W3: To address this comment, we cite the relevant part from Appendix E:
...our current analysis relies on the property that estimation errors of diminish when the optimal arm is selected frequently. This property becomes less straightforward to guarantee when the optimal arm itself is random or time-varying. Notably, pointwise guarantees for linear regression with random design require additional distributional assumptions [Hsu et al., 2012], suggesting that bounding the estimation error of a random optimal arm without assumptions may be infeasible.
In short, we require a guarantee that the estimation error on the optimal arm decreases as the agent selects it more frequently. When the optimal arm is random, this property becomes more difficult to ensure, requiring additional assumptions even in the simpler linear regression setting (non-bandit setting).

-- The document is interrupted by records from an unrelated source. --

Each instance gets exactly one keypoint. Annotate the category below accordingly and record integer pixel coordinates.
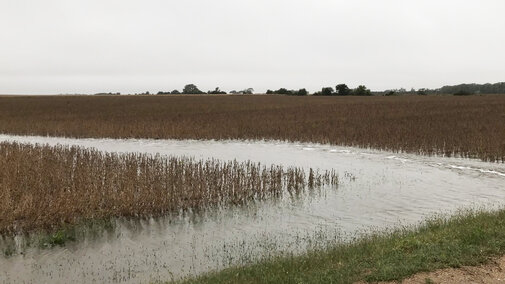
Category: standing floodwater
(377, 190)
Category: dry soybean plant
(470, 126)
(43, 187)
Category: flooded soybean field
(376, 190)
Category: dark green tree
(343, 90)
(362, 91)
(191, 89)
(328, 91)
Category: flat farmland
(471, 126)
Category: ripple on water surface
(377, 190)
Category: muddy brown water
(377, 190)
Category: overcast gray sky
(128, 46)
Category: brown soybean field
(45, 187)
(248, 189)
(472, 126)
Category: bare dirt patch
(493, 272)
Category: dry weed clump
(44, 187)
(470, 126)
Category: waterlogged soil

Once again, we thank the reviewer for the positive evaluation and for engaging in the discussion.
Given the simplicity and practicality of our algorithmic framework, the strength of our theoretical guarantees, the originality of several technical contributions, the clear empirical evidence we provide, and more importantly, their practical implications, we sincerely believe our work represents a well-rounded and meaningful contribution to the literature. We respectfully hope that the significance and potential impact of our results are fully recognized, and we believe the paper merits a stronger recommendation than a borderline accept.
Thank you for the detailed response that address my questions. I do not have any further inquiry. I look forward to seeing these improvements and discussions incorporated into the final version.
The paper studies the problem of infrequent exploration in linear bandits. Specifically, the authors analyze whether infrequent exploration can achieve near-optimal regret while reducing both exploration costs and computational burden. They propose a new general algorithm, INFEX, which takes a base algorithm as input and determines a schedule for when the algorithm should explore versus commit. The authors derive regret upper bounds for INFEX, showing that these match the bounds obtained by fully adaptive algorithms. Numerical experiments further support the theoretical findings.
The paper’s contributions were unanimously acknowledged, and reviewers particularly appreciated the generality and elegance of the results. A few interesting points were raised during the rebuttal phase that should be incorporated into the camera-ready version of the paper—most notably, the discussions with reviewers 386q and yhSE.